Equation (15) is multiplied by the conjugated transverse electric field components \( {\overrightarrow{e}}_{\perp m} \) of the mth normal mode and then integrated in respect of the waveguide cross section:

$$ {\int}_A\left(\overrightarrow{E_{\perp }}\cdotp {\overrightarrow{e}}_{\perp m}^{\ast}\right)\kern0.2em \mathrm{d}\overrightarrow{A}={\sum}_n\left({\vartheta}_n^{+}+{\vartheta}_n^{-}\right){\int}_A\left({\overrightarrow{e}}_{\perp n}\cdotp {\overrightarrow{e}}_{\perp m}^{\ast}\right)\kern0.2em \mathrm{d}\overrightarrow{A} $$

(16)

In consideration of the power orthogonality condition \( {\int}_A\left({\overrightarrow{e}}_{\perp n}\cdotp {\overrightarrow{e}}_{\perp m}^{\ast}\right)\kern0.2em \mathrm{d}\overrightarrow{A}=0 \) for n ≠ m [19, 20], each summand with n ≠ m is vanished. Therefore follows:

$$ {\vartheta}_m^{+}+{\vartheta}_m^{-}=\frac{\int_A\left({\overrightarrow{E}}_{\perp}\cdotp {\overrightarrow{e}}_{\perp m}^{\ast}\right)\kern0.2em \mathrm{d}\overrightarrow{A}}{\int_A\left({\overrightarrow{e}}_{\perp m}\cdotp {\overrightarrow{e}}_{\perp m}^{\ast}\right)\kern0.2em \mathrm{d}\overrightarrow{A}} $$

(17)

With \( {\vartheta}_m^{-}=0 \), just the transversal components of the electric field are required. This can be used to reduce the required computational effort to calculate the field components at the output plane. Due to the circular symmetry, just HE_1n modes have to be considered for the mode decomposition [10, 17].
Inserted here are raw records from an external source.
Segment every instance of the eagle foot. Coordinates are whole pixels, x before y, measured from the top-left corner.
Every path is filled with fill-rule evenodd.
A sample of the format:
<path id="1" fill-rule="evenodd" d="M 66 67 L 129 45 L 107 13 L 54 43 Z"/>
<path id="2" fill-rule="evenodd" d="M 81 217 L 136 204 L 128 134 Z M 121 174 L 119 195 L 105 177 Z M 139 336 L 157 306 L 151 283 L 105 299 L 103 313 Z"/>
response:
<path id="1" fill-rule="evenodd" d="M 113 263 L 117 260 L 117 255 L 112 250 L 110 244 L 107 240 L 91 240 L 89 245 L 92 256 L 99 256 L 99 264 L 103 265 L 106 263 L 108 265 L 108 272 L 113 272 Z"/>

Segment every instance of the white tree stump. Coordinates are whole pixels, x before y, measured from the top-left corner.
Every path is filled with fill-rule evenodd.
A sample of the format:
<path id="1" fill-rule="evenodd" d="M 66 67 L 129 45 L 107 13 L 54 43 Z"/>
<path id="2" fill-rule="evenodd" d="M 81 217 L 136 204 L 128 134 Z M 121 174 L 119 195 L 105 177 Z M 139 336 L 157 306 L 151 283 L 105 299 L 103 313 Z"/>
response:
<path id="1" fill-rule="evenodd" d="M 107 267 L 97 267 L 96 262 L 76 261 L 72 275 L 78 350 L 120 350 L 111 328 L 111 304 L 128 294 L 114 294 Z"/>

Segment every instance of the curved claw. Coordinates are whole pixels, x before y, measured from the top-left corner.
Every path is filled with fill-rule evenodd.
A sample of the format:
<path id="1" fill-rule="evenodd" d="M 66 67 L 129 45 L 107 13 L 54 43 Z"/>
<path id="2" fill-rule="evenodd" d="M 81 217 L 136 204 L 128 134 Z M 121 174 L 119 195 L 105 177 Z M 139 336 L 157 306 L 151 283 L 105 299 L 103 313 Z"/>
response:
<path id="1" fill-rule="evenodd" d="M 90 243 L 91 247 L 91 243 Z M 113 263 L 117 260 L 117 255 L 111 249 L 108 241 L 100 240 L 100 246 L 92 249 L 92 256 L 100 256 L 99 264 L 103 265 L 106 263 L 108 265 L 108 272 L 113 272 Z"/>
As discussed in [10, 16], the gap theory neglected mode conversion to high-order modes close to cut-off. However, due to their high ohmic wall losses, these modes are less critical for radar applications, since those will be damped and not radiated from the radar antenna.

Figures 5 and 6 show simulation results for the mode conversion to parasitic low-order modes in dependence of ka = 2π \cdot a/λ. In Fig. 5, the corresponding mode power is plotted and in Fig. 6 the phase relation, relative to the HE₁₁ mode. As predicted from theory [10, 16], mode conversion decreases with increasing ka. Both figures show that an appropriate choice of the waveguide diameter is essential. At f = 95 GHz, a suitable waveguide diameter is D = 63.5 mm (ka ≈ 63). Mode conversion due to diffraction is less critical here.

Fig. 5

Power of the parasitic low-order modes

Fig. 6

Phase relation of the parasitic low-order modes, relative to the HE₁₁ mode

In principle, the diffraction losses can be further reduced by choosing a larger diameter. However, above a certain value, mode conversion losses due to alignment tolerances (flange offsets and tilts) of the waveguide segments become dominant. Corresponding calculations are out of scope of the present paper and will be addressed in an upcoming manuscript.

5 Conclusions

The present paper addresses a broadband rotary joint concept for high-power W-band radar applications, within the frequency range from 90 GHz to 100 GHz. A combination of two broadband polarizers and a simple transmission line gap is proposed as rotary joint. Broadband frequency behavior and negligible power loss can be achieved. At the frequency band edges 90 GHz and 100 GHz, a worst-case cross polarization of X_pol ≈ − 20 dB occurs. This corresponds to a suitable value for radar applications. Within the whole considered frequency band, the cross polarization is even lower.

For a high-performance radar sensor, spurious modes may be critical, which may impair the cross polarization and the sidelobe level of the radar antenna. At the center frequency of 95 GHz, an appropriate waveguide diameter is D = 63.5 mm, for which mode conversion due to diffraction is less critical.